Dass in Deutschland Baugenehmigungsverfahren lange Zeiten in Anspruch nehmen, ist zum Leidwesen der Bauwirtschaft allgemein bekannt. Mit dem nunmehr beschlossenen und am 07.07.2023 in Kraft getretenen „Gesetz zur Stärkung der Digitalisierung im Bauleitplanverfahren und zur Änderung weiterer Vorschriften“ möchte der Gesetzgeber das Verfahren zur Bauleitplanung digitalisieren und damit die Planaufstellung beschleunigen. Diese Bausteine sollen zumindest auf Bundesebene Entlastung bringen. Auch beinhaltet das Gesetz weitere Neuerungen, die man nicht unter den Titel Digitalisierung vermuten würde.
Die Novelle des BauGB und einiger anderer Gesetze beinhaltet mehrere kleinere Änderungen, deren wichtigste nachfolgend dargestellt werden sollen:
Eine – nur auf den ersten Blick große Änderung – stellt die Anpassung der formellen Öffentlichkeitsbeteiligung nach § 3 Abs. 2 BauGB dar. Während in der alten Fassung die Entwürfe der Bauleitpläne sowie ihre Begründung und die wesentlichen umweltbezogenen Stellungnahmen in Papierform ortsüblich auszulegen waren, hat mit der Novelle eine Veröffentlichung über das Internet zu erfolgen.

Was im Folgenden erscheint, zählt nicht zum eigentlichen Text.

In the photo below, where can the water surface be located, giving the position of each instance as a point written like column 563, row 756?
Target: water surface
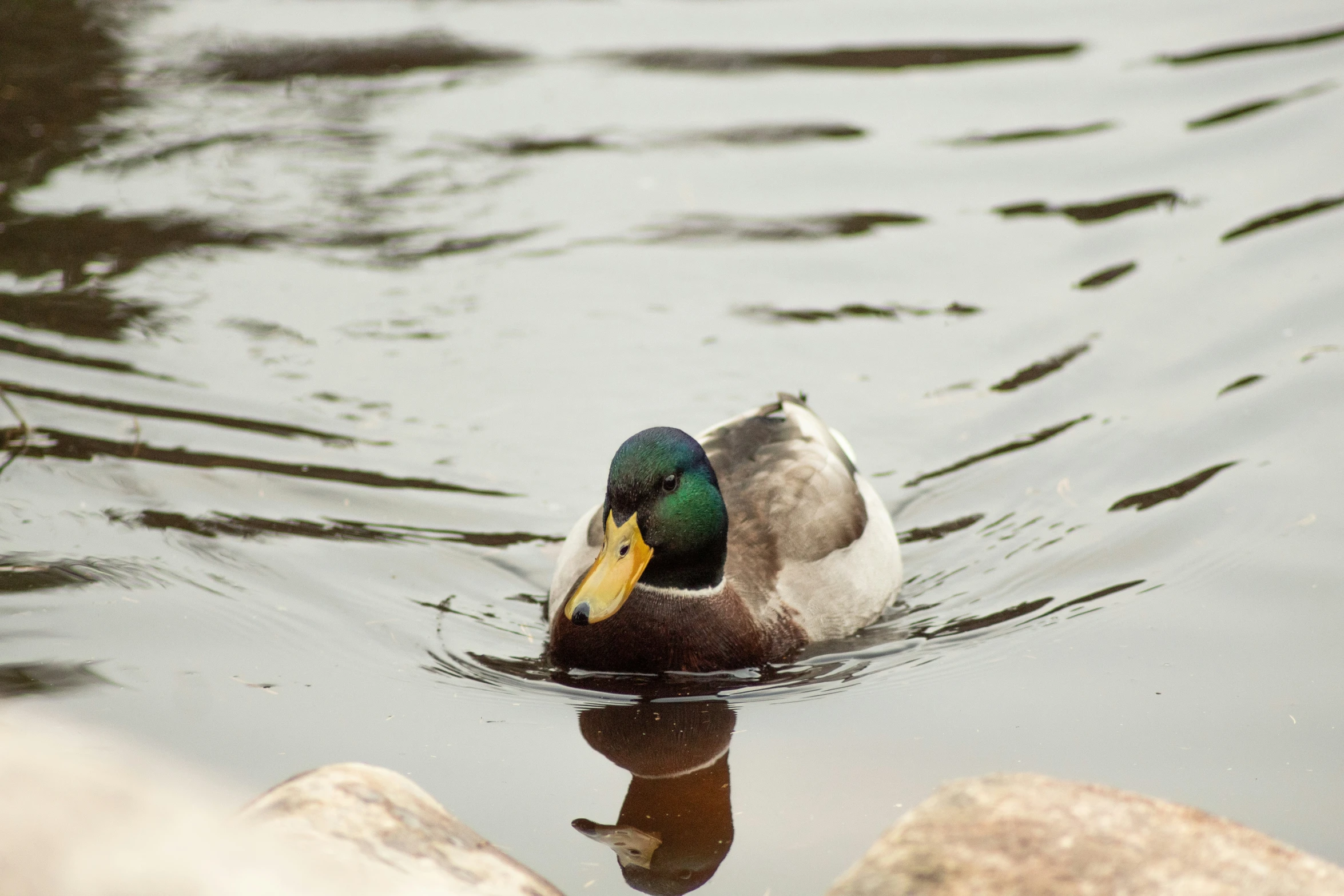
column 321, row 318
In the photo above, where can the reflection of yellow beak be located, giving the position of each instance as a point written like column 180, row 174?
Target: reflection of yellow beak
column 613, row 574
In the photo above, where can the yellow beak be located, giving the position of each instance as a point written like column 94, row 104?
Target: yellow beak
column 612, row 577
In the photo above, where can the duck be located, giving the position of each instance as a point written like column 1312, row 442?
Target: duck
column 735, row 548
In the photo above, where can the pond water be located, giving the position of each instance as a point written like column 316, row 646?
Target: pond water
column 321, row 318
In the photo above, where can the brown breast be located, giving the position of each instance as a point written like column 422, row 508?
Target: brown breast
column 659, row 633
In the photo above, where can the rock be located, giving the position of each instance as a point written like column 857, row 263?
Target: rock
column 356, row 813
column 1030, row 835
column 85, row 814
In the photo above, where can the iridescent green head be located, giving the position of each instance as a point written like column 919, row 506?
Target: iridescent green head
column 665, row 524
column 663, row 477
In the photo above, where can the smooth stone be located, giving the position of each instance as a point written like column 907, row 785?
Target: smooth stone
column 365, row 813
column 1031, row 835
column 85, row 813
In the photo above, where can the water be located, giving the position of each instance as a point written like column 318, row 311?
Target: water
column 325, row 316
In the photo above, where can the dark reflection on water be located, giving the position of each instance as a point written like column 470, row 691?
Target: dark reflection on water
column 54, row 49
column 1031, row 133
column 1041, row 368
column 772, row 135
column 1241, row 110
column 1283, row 217
column 1253, row 46
column 250, row 527
column 723, row 228
column 61, row 356
column 1241, row 383
column 766, row 135
column 89, row 312
column 1107, row 276
column 943, row 529
column 1089, row 213
column 73, row 447
column 892, row 312
column 136, row 409
column 93, row 245
column 1146, row 500
column 370, row 57
column 22, row 679
column 882, row 58
column 30, row 574
column 675, row 827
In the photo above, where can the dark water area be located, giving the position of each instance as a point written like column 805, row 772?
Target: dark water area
column 321, row 318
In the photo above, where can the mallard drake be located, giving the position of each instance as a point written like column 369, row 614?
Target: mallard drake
column 722, row 552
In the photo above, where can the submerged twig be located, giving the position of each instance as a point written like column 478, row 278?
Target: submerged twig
column 23, row 429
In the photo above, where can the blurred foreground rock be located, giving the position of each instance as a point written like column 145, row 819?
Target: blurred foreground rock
column 1030, row 835
column 82, row 814
column 356, row 813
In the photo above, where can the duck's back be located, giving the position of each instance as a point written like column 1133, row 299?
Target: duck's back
column 805, row 531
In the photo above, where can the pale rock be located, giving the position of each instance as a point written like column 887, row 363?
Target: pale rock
column 1034, row 836
column 85, row 814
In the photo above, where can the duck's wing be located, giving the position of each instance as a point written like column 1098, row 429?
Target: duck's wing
column 578, row 552
column 804, row 527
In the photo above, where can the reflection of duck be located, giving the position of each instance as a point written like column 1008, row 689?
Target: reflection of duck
column 677, row 821
column 723, row 552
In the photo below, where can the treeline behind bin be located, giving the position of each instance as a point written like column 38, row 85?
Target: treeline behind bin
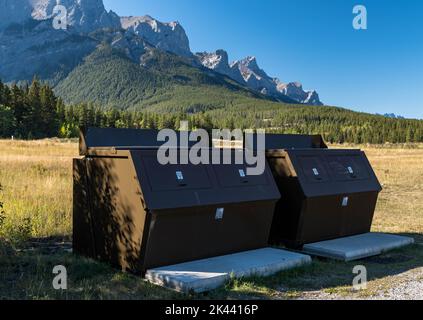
column 33, row 111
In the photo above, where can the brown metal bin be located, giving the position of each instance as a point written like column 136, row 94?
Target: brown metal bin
column 326, row 193
column 136, row 214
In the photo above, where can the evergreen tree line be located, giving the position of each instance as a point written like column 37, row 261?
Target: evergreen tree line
column 33, row 111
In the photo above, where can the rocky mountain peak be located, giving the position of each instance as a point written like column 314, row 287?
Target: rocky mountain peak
column 82, row 15
column 169, row 36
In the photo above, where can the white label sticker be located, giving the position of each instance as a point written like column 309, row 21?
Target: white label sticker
column 219, row 213
column 241, row 173
column 345, row 202
column 179, row 175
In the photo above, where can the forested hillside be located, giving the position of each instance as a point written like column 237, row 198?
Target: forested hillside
column 33, row 111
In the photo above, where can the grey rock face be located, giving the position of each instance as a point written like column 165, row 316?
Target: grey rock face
column 247, row 72
column 82, row 15
column 219, row 62
column 29, row 45
column 165, row 36
column 44, row 51
column 296, row 92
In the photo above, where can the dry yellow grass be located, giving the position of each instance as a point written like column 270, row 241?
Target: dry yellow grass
column 37, row 181
column 37, row 184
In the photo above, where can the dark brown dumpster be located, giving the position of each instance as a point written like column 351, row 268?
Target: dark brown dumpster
column 325, row 193
column 137, row 214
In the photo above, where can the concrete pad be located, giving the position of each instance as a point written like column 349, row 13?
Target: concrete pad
column 208, row 274
column 357, row 247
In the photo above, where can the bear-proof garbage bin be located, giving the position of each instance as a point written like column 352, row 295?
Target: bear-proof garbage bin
column 133, row 212
column 325, row 193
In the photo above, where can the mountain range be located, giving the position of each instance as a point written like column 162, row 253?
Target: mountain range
column 125, row 61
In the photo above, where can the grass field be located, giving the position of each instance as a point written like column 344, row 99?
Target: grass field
column 37, row 195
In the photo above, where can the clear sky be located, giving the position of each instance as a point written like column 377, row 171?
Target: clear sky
column 378, row 70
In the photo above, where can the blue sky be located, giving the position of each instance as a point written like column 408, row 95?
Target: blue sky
column 378, row 70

Ein großer Systemwechsel erfolgte dadurch jedoch nicht. Bereits nach § 4a Abs. 4 S. 1 BauGB a.F. war eine Veröffentlichung im Internet neben der Auslegung zwingend vorgeschrieben. Nunmehr haben Planungsgeber neben der Online-Veröffentlichung ergänzende Zugangsmöglichkeiten zu schaffen. Hierunter fallen unter anderem öffentlich zugängliche Lesegeräte sowie der frühere klassische Regelfall, nämlich die öffentliche Auslegung.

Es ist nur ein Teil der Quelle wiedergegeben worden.